Sunday, April 08, 2007


Our Current Reading:


The War of the World:
Descent of the West



by Niall Ferguson

Paperback: 816 pages
Publisher: Penguin Books Ltd
(March 29, 2007)

We know Ferguson is a British conservative and supporter of 'staying the course' in Iraq. But he's also an important historian and influential public intellectual. This book will give us the occasion for examining the last century in a fresh way. Here's a brief Amazon review. A long one is posted as the first comment.

Reviewer John Matcock: A most interesting view of the 20th century. Certainly the two World Wars were the climatic moments, but he also points out that more people have been killed in the smaller wars that we don't normally think about.

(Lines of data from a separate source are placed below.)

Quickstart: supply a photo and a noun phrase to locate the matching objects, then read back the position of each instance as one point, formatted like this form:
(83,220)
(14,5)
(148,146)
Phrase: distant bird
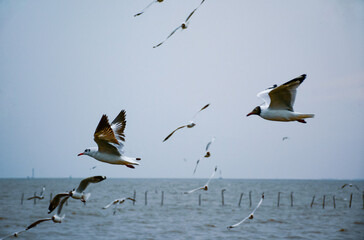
(251,215)
(183,26)
(109,139)
(57,218)
(206,187)
(76,194)
(350,185)
(207,148)
(150,4)
(40,197)
(117,202)
(191,124)
(279,103)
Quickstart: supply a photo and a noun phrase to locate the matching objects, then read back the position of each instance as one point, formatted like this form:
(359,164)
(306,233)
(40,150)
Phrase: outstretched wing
(85,182)
(37,222)
(150,4)
(173,132)
(283,97)
(55,201)
(167,37)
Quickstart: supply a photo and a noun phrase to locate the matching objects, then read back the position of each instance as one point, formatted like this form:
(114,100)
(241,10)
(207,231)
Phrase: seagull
(191,124)
(206,187)
(183,26)
(117,202)
(279,102)
(109,139)
(251,215)
(41,196)
(76,194)
(56,218)
(350,185)
(207,154)
(207,148)
(150,4)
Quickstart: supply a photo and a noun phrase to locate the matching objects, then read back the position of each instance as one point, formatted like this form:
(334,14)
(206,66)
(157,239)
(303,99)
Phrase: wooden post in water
(279,197)
(241,196)
(250,198)
(333,199)
(323,202)
(162,198)
(222,197)
(134,197)
(313,199)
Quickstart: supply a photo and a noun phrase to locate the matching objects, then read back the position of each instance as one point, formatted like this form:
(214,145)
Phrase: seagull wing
(85,182)
(204,107)
(213,174)
(59,209)
(167,37)
(150,4)
(196,166)
(105,138)
(37,222)
(55,201)
(283,97)
(173,132)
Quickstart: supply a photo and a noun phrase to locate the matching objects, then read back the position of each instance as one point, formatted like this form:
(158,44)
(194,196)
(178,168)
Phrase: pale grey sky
(65,63)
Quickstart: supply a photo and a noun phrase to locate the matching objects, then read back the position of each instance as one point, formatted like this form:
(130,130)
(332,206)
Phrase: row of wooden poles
(222,199)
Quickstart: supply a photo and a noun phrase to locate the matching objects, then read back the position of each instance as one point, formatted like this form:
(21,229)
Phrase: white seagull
(251,215)
(117,202)
(191,123)
(206,187)
(183,26)
(279,103)
(41,196)
(150,4)
(109,139)
(76,194)
(56,218)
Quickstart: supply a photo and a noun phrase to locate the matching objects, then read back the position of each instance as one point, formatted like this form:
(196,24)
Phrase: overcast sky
(65,63)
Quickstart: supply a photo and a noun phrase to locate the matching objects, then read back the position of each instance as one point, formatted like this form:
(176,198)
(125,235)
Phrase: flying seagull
(150,4)
(251,215)
(117,202)
(76,194)
(57,218)
(279,103)
(191,124)
(109,139)
(206,186)
(183,26)
(350,185)
(41,196)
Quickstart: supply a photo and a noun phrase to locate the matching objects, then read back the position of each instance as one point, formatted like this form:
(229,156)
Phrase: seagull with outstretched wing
(191,123)
(278,103)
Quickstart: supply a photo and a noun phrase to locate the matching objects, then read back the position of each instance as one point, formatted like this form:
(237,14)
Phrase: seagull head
(88,151)
(256,111)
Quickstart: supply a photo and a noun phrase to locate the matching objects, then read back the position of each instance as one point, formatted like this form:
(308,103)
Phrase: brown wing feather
(104,131)
(119,124)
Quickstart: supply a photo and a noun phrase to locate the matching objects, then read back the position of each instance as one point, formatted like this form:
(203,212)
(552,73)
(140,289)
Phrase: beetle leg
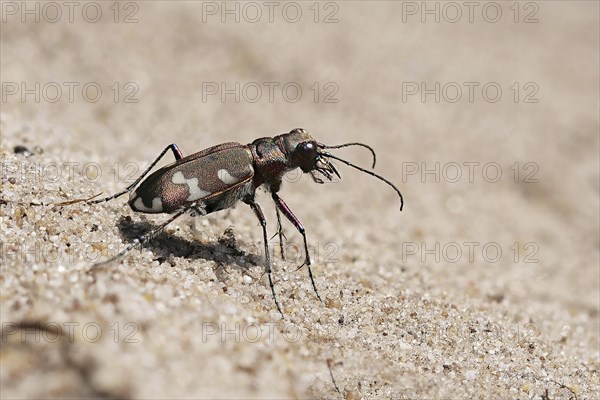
(176,152)
(263,222)
(146,237)
(280,233)
(296,222)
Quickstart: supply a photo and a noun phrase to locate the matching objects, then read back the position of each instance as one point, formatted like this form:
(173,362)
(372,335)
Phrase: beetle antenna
(368,172)
(338,146)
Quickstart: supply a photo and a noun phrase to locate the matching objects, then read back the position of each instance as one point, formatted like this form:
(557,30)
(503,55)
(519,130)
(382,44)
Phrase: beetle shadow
(224,250)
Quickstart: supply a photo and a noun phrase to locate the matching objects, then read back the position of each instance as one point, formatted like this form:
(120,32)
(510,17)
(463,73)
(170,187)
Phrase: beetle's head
(304,152)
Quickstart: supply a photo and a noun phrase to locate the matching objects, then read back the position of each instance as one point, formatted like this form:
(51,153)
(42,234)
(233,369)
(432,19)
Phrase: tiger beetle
(216,178)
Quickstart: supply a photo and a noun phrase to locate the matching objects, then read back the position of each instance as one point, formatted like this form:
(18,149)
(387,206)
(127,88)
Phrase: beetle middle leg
(296,222)
(280,234)
(176,152)
(263,222)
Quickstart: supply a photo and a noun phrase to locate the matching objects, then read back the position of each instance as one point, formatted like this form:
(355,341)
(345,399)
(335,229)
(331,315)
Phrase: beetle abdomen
(200,176)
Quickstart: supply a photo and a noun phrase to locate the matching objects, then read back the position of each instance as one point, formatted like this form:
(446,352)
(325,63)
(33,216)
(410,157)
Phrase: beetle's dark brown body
(216,178)
(211,176)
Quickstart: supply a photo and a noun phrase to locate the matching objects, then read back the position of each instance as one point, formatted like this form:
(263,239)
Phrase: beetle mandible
(216,178)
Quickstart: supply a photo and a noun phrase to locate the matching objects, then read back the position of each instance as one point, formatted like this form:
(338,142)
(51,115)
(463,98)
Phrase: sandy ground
(485,286)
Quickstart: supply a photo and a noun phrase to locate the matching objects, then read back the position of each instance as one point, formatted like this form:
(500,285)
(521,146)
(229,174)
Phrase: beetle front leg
(176,152)
(296,222)
(263,222)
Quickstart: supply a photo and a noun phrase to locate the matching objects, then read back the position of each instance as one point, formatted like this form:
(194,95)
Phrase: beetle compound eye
(305,156)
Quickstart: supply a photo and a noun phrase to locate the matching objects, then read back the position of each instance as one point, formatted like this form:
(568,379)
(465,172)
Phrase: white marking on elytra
(194,190)
(156,205)
(226,177)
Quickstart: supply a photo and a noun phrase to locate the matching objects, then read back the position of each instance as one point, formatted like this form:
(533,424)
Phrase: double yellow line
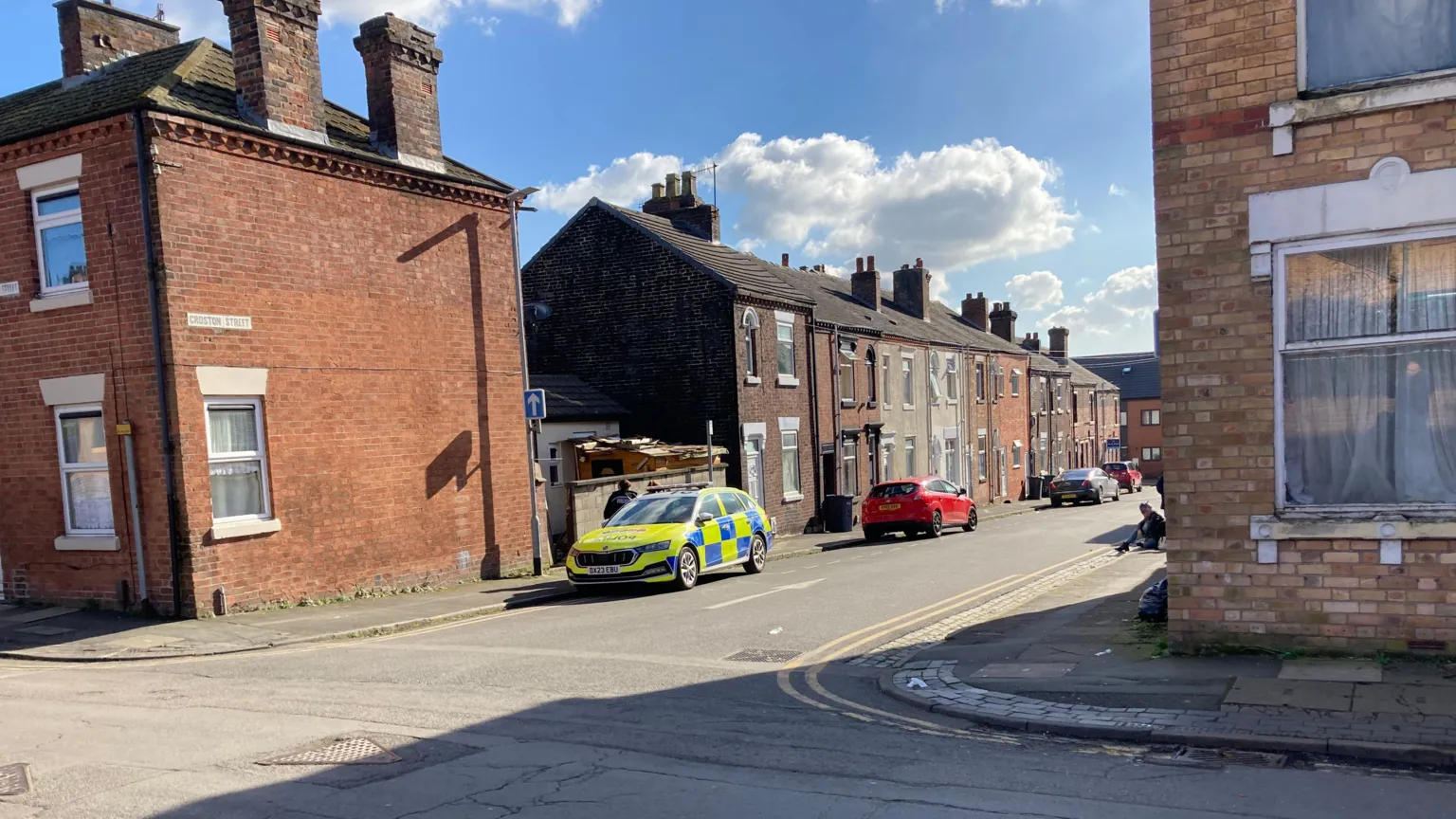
(814,662)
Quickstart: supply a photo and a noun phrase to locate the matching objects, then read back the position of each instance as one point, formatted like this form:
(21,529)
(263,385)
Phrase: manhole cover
(345,751)
(763,656)
(1217,756)
(15,778)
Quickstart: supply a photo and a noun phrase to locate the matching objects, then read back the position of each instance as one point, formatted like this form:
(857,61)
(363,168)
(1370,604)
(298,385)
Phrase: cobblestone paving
(1406,737)
(899,650)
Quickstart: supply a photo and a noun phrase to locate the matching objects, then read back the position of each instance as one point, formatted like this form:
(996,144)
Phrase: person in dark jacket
(1148,534)
(619,499)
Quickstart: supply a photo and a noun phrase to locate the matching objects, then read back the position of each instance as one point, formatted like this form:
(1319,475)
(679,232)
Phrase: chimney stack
(401,64)
(912,290)
(973,309)
(864,284)
(95,34)
(1004,322)
(276,65)
(684,209)
(1057,344)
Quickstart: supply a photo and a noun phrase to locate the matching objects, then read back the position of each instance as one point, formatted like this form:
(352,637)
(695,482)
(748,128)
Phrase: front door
(753,468)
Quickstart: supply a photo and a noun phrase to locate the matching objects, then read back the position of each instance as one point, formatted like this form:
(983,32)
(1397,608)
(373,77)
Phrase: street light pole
(516,198)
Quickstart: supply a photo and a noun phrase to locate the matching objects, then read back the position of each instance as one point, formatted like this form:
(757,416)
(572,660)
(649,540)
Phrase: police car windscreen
(657,509)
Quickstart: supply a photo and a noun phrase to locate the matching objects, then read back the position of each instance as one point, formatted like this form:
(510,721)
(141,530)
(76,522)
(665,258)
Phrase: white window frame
(56,220)
(72,468)
(907,369)
(261,456)
(1301,65)
(1283,346)
(787,428)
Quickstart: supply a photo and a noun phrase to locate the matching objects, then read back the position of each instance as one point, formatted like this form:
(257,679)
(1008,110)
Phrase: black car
(1078,485)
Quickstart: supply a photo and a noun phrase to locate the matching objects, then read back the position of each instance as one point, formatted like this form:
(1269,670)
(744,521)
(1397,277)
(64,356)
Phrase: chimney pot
(276,64)
(95,34)
(401,63)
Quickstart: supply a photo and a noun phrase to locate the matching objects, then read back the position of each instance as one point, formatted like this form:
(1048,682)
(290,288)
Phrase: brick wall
(1216,70)
(111,337)
(393,414)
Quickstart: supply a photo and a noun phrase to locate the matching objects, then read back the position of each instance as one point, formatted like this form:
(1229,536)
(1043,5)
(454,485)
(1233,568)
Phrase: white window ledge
(87,544)
(1336,106)
(1331,526)
(62,300)
(245,528)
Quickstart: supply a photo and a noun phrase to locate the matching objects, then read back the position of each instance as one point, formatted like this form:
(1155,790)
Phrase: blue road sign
(535,404)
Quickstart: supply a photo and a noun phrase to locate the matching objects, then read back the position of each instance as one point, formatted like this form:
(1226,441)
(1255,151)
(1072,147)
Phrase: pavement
(63,634)
(737,699)
(1076,662)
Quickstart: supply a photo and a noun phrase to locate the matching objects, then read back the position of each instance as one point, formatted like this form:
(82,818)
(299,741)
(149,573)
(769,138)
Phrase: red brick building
(1305,167)
(249,325)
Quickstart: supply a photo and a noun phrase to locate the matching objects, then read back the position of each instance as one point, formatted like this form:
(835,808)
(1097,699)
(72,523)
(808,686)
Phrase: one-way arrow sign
(535,404)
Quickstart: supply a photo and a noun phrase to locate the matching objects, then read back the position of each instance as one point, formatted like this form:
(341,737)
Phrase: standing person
(1148,532)
(619,499)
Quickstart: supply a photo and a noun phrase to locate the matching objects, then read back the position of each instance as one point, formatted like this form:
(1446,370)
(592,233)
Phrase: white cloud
(956,206)
(1034,292)
(204,18)
(625,182)
(1121,306)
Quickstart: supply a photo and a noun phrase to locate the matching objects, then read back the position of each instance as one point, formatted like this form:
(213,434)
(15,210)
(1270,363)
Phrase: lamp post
(516,198)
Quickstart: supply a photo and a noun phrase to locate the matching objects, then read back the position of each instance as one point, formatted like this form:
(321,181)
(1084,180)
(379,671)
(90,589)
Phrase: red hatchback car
(1127,475)
(916,506)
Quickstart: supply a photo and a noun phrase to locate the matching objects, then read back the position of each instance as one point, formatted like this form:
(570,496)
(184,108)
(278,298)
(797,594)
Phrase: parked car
(1079,485)
(916,506)
(1126,474)
(674,535)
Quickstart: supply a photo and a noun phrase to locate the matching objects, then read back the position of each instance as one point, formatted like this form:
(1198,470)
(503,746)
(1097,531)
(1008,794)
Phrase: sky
(1008,143)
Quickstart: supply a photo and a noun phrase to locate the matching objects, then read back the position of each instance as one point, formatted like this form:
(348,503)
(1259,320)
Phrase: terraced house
(1306,248)
(226,308)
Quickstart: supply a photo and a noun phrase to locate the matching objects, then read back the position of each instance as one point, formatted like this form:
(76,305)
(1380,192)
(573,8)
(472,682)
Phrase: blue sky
(1005,141)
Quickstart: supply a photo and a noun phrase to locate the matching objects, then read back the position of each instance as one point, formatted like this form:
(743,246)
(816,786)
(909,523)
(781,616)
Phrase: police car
(674,535)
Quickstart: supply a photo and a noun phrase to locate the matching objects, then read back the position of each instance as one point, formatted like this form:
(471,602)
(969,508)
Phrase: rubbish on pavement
(1154,605)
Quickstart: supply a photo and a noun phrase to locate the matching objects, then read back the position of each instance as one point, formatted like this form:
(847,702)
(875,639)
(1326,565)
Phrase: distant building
(1140,415)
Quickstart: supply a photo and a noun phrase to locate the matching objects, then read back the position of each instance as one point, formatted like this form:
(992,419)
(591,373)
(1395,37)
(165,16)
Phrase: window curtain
(1352,41)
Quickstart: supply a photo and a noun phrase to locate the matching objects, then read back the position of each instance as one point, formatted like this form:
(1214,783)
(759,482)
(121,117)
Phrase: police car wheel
(757,555)
(686,569)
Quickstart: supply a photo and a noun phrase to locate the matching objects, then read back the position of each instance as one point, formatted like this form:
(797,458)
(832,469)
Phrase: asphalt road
(630,705)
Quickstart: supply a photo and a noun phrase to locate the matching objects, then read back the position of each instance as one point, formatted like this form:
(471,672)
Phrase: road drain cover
(345,751)
(763,656)
(1219,756)
(15,778)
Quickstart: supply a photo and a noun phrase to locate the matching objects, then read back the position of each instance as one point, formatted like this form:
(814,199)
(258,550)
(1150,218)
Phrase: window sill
(62,300)
(244,528)
(87,544)
(1336,525)
(1365,100)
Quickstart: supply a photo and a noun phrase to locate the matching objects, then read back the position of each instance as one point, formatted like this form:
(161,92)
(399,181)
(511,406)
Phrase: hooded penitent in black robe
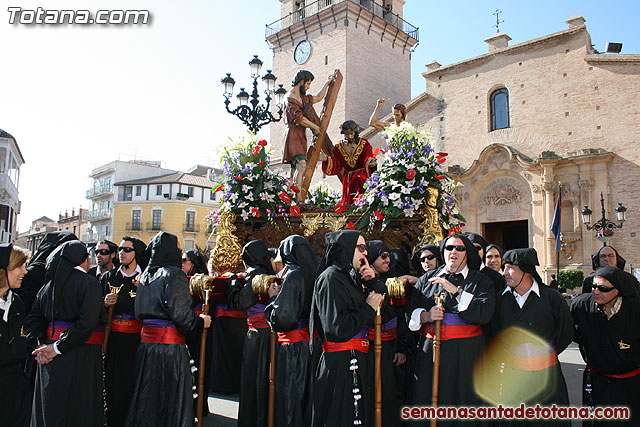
(610,347)
(595,263)
(394,334)
(457,355)
(531,361)
(163,395)
(15,391)
(194,337)
(288,315)
(69,389)
(254,381)
(341,313)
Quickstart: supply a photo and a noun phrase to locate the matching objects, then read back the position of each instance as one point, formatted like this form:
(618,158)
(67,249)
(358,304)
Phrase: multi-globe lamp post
(603,227)
(249,110)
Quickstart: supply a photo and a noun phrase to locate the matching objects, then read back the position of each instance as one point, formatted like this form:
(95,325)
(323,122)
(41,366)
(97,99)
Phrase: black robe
(547,317)
(120,359)
(163,394)
(609,347)
(69,389)
(254,375)
(340,312)
(289,311)
(457,356)
(15,391)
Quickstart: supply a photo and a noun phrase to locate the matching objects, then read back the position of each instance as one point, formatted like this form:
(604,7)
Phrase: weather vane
(498,21)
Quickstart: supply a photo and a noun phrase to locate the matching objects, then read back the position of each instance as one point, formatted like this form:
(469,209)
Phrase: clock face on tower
(302,52)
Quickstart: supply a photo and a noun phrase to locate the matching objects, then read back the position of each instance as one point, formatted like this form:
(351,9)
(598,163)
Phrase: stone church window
(500,109)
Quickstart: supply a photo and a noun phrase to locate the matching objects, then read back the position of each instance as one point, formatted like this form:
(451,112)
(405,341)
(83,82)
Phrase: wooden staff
(327,110)
(377,355)
(107,328)
(203,348)
(272,380)
(436,362)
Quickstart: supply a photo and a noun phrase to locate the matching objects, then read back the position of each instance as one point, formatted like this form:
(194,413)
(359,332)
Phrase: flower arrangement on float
(400,185)
(250,189)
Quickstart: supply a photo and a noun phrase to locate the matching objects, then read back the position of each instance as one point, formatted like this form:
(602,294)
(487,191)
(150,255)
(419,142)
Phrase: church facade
(521,123)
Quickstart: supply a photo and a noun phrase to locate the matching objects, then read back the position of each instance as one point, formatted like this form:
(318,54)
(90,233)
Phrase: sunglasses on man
(602,288)
(459,248)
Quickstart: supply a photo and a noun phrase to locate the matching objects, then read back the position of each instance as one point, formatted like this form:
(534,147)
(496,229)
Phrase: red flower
(340,208)
(285,197)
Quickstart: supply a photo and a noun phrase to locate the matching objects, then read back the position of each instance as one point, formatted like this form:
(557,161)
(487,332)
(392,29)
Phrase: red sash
(257,321)
(296,335)
(97,337)
(449,332)
(168,335)
(359,344)
(126,326)
(627,375)
(221,312)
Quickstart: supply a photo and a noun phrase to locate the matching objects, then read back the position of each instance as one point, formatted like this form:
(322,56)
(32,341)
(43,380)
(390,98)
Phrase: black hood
(375,248)
(198,261)
(340,248)
(256,254)
(473,257)
(296,250)
(163,251)
(526,259)
(595,259)
(624,283)
(48,244)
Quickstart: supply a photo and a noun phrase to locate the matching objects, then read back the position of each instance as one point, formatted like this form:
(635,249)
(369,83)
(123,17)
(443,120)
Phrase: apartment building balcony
(97,215)
(337,7)
(99,191)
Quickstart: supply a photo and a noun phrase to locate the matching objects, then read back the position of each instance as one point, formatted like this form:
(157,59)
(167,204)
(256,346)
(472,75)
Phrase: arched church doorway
(507,234)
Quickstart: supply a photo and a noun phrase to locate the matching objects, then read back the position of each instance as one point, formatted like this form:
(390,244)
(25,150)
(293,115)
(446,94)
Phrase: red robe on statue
(352,169)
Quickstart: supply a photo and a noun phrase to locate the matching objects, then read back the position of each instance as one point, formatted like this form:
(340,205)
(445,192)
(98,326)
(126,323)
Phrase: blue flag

Perhaps 55 million were killed in World War II. Perhaps a hundred million more in the Russian collectivizing of farms, the Chinese Cultural Revolution, and one genocide after another in places of which we had never heard. In this book Dr. Ferguson takes a different view of history than normal. Here is not the sweep of Rommel towards Dunkirk, but here is the relentless killing. Killing of all kinds of 'undesirable' people. It's a view of history well worth keeping in mind as we approach the next century with no hint of violence slowing down, and the incidence of Shiite/Sunni strife that we see developing in Iraq.

In the sub-title of the book, 'the Descent of the West,' he is less clear. He laments the passing of the big European empires that controlled much of the world. I'm not so sure that the people of India would lament their getting out of the British Empire. Perhaps they helped to hold the peace, but they also started World War I, and the Romans also held the peace at places like Masada.